In January 2003, Ipsen ratified a contract with the UAW Amalgamated Local 256, which went into effect in February and gave Ipsen's unionized workers a salary increase of 11.8 percent over a period of three years.
Late in the year, the Iowa-based John Deere Waterloo Works chose Ipsen to supply a line of atmosphere furnaces that it would use to heat treat drivetrain shafts and gears for its agricultural equipment manufacturing sites worldwide. According to the November-December 2003 issue of Furnaces International, "The key reasons Ipsen was selected were value, technical innovations, ability to make quality parts, equipment reliability and aftermarket support."

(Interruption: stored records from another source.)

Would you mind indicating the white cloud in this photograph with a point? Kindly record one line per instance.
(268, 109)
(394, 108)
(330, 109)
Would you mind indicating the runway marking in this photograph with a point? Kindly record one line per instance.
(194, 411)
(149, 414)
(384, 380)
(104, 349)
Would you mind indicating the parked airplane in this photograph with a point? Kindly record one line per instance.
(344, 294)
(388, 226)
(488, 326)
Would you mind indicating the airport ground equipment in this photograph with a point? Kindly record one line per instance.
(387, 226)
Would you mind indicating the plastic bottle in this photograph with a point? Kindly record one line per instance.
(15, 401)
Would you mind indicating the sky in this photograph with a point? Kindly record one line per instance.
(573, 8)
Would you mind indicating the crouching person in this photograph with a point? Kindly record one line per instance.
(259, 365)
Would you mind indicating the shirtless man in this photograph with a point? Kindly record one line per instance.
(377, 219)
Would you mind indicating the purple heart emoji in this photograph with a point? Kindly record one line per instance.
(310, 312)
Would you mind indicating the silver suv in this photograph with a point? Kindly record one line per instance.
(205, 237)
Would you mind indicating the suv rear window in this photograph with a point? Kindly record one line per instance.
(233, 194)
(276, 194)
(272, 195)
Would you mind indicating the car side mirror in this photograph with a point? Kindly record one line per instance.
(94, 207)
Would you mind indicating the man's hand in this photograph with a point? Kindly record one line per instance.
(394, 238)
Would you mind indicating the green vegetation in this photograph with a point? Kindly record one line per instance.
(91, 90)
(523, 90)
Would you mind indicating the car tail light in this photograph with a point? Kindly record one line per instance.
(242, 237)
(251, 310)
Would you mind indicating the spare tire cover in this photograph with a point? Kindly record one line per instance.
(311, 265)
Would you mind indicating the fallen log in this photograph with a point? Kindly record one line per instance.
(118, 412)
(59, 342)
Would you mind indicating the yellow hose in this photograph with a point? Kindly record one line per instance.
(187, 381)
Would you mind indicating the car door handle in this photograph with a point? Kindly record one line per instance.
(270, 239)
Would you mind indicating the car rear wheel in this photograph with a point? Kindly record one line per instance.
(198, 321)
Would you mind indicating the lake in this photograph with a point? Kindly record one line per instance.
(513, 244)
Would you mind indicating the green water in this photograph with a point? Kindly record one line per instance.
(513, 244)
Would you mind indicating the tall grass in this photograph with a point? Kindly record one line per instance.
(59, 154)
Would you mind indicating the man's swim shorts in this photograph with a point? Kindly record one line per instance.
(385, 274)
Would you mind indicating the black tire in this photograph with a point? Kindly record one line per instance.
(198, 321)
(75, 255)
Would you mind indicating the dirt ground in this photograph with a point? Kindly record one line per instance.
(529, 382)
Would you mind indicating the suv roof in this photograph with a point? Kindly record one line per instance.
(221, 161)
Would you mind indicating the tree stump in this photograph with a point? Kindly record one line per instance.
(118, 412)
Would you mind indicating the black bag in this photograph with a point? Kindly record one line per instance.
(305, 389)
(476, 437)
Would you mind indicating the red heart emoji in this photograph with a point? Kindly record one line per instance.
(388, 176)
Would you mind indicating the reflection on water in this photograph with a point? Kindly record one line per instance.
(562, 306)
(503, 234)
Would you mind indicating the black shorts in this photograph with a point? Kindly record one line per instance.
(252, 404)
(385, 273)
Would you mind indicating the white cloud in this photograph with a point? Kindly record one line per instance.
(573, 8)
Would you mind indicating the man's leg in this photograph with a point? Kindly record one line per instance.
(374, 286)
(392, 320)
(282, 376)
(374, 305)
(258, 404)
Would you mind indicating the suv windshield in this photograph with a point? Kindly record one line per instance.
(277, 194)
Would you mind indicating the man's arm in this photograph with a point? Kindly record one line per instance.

By mid-2004 Ipsen had performed software and hardware upgrades at its Cherry Valley plant. New software consolidated controls for its heat treating machines to one user interface instead of two; allowed operators to see displays in foreign languages such as Chinese and German; and enabled Ipsen to connect with its customers via an Ethernet interface. In 2005, Ipsen was on strong footing in a highly specialized industry that, thanks to the early efforts of Harold Ipsen, it had helped to pioneer more than 60 years before.
Principal Competitors: Carrier Corporation; Linde AG; Robert Bosch GmbH; Thyssen Krupp Stahl Company Inc.